A Semi-Analytical and Computationally Efficient Method to Calculate the Touch-Point Pressure and Pull-In Voltage of a MEMS Pressure Sensor With a Circular Diaphragm

Abstract

Micro-Electromechanical Systems (MEMS) based capacitive pressure transducers have a pivotal role in transducer devices for real-world applications. Thus, the efficient analysis for modelling these transducers is increasingly becoming important. These transducers use diaphragms of various geometries, however for the same active area, circular diaphragms are more sensitive as compared to square diaphragms. Pull-in voltage and touch-point pressure are two parameters which determine the performance of a micro- electromechanical systems device. In this work a complete analysis is presented for evaluating these parameters along with the mechanical and capacitive sensitivity for a circular diaphragm based capacitive pressure transducer. The effect of thickness and radius of the diaphragm has been illustrated, as they form the essential design parameters for fabricating the micro-electromechanical systems devices.
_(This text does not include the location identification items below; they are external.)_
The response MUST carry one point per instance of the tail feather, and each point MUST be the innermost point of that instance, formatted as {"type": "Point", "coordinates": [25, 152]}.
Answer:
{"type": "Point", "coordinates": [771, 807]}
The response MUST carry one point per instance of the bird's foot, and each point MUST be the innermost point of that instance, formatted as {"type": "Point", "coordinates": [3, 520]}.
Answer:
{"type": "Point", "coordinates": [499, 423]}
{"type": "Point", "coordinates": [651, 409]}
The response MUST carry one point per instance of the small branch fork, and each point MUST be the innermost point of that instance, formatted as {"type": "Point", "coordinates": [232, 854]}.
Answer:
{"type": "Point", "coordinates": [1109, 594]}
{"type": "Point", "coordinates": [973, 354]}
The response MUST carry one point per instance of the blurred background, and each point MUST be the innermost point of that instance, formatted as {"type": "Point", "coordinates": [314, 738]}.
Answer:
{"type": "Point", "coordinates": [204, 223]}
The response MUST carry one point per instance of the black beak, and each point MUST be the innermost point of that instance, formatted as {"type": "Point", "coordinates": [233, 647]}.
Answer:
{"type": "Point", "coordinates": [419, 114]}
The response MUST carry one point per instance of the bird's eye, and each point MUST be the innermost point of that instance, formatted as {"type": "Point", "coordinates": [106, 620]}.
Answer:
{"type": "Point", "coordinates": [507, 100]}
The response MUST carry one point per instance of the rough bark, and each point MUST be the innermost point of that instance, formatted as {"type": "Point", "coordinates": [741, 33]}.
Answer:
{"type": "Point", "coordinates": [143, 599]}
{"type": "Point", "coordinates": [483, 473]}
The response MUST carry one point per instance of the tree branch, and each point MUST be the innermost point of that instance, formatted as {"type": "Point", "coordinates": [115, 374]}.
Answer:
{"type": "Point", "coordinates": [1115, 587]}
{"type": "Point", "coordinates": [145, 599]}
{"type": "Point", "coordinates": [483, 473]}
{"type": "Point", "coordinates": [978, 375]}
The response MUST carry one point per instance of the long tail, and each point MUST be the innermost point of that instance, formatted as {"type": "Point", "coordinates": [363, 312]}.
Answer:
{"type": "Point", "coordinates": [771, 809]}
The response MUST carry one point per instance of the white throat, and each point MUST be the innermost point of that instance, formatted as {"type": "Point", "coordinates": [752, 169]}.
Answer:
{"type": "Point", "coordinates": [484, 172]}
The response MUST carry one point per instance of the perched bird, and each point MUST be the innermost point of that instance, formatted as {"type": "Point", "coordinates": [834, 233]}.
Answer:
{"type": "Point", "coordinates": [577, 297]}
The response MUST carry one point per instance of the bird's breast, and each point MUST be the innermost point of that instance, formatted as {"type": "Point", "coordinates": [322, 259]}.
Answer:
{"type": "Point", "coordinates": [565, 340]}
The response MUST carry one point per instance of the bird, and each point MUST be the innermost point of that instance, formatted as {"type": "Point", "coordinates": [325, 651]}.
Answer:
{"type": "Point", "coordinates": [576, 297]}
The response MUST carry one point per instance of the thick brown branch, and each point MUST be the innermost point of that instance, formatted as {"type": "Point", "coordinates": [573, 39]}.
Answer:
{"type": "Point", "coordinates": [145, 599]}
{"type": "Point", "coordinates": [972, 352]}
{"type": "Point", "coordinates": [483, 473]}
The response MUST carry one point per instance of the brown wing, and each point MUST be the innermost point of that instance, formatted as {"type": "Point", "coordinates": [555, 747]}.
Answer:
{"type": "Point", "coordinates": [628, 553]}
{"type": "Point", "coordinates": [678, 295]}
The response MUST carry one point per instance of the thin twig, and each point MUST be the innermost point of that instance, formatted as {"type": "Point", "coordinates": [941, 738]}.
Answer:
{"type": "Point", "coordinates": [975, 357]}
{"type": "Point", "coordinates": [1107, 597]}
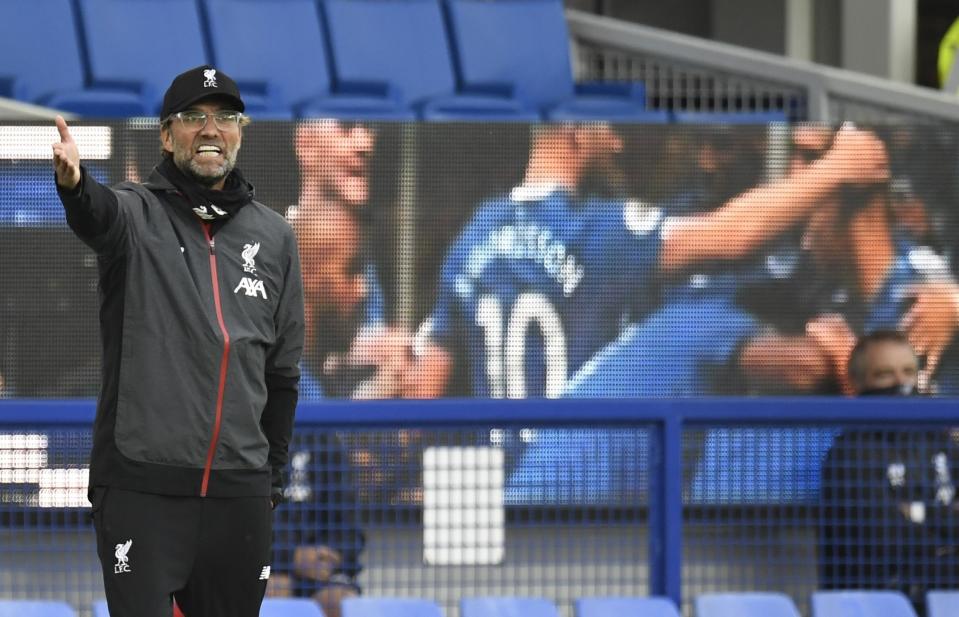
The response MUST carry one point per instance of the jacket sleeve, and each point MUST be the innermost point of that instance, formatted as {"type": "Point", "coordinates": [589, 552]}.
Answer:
{"type": "Point", "coordinates": [283, 370]}
{"type": "Point", "coordinates": [93, 213]}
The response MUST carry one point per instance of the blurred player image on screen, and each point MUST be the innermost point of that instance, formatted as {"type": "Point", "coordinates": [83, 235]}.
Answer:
{"type": "Point", "coordinates": [201, 313]}
{"type": "Point", "coordinates": [853, 269]}
{"type": "Point", "coordinates": [541, 279]}
{"type": "Point", "coordinates": [350, 352]}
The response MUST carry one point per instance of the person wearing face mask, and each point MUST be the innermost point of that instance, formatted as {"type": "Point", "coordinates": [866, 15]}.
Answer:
{"type": "Point", "coordinates": [889, 517]}
{"type": "Point", "coordinates": [201, 313]}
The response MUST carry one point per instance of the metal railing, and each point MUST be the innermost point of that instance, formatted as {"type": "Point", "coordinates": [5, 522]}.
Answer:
{"type": "Point", "coordinates": [682, 72]}
{"type": "Point", "coordinates": [658, 540]}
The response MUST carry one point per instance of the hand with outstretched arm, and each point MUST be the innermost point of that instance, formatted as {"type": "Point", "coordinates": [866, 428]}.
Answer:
{"type": "Point", "coordinates": [66, 157]}
{"type": "Point", "coordinates": [933, 320]}
{"type": "Point", "coordinates": [762, 213]}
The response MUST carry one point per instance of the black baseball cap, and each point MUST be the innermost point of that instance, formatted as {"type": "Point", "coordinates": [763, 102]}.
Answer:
{"type": "Point", "coordinates": [196, 84]}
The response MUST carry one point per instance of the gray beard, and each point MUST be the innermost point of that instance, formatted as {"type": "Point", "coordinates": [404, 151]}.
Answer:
{"type": "Point", "coordinates": [194, 171]}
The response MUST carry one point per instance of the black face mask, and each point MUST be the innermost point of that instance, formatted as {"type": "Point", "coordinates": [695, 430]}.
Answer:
{"type": "Point", "coordinates": [894, 390]}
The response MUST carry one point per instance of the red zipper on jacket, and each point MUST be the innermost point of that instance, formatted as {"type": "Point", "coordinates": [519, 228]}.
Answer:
{"type": "Point", "coordinates": [223, 362]}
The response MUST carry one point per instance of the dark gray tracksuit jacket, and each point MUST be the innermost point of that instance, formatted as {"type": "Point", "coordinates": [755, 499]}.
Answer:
{"type": "Point", "coordinates": [202, 331]}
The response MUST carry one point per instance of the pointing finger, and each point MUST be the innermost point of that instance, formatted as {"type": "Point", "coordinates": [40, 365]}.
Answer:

Literature review suggests that relatively less work has been reported for this analysis and more complicated and computationally complex methods have been used. The semi-analytical approach presented in this research is less complex and computationally efficient, in comparison to finite element method (FEM). Critical differentiator of this formulation is related to its applicability for analysing sensor parameters with or without considering the effect of electrostatic pressure on diaphragm deflection. Furthermore, this analysis eliminates the need for determining spring constant k which is used in lumped element methods. MATLAB has been used to compute and simulate the results. The mathematical model developed is verified with a standard Finite Element Analysis (FEM) using COMSOL v5.5.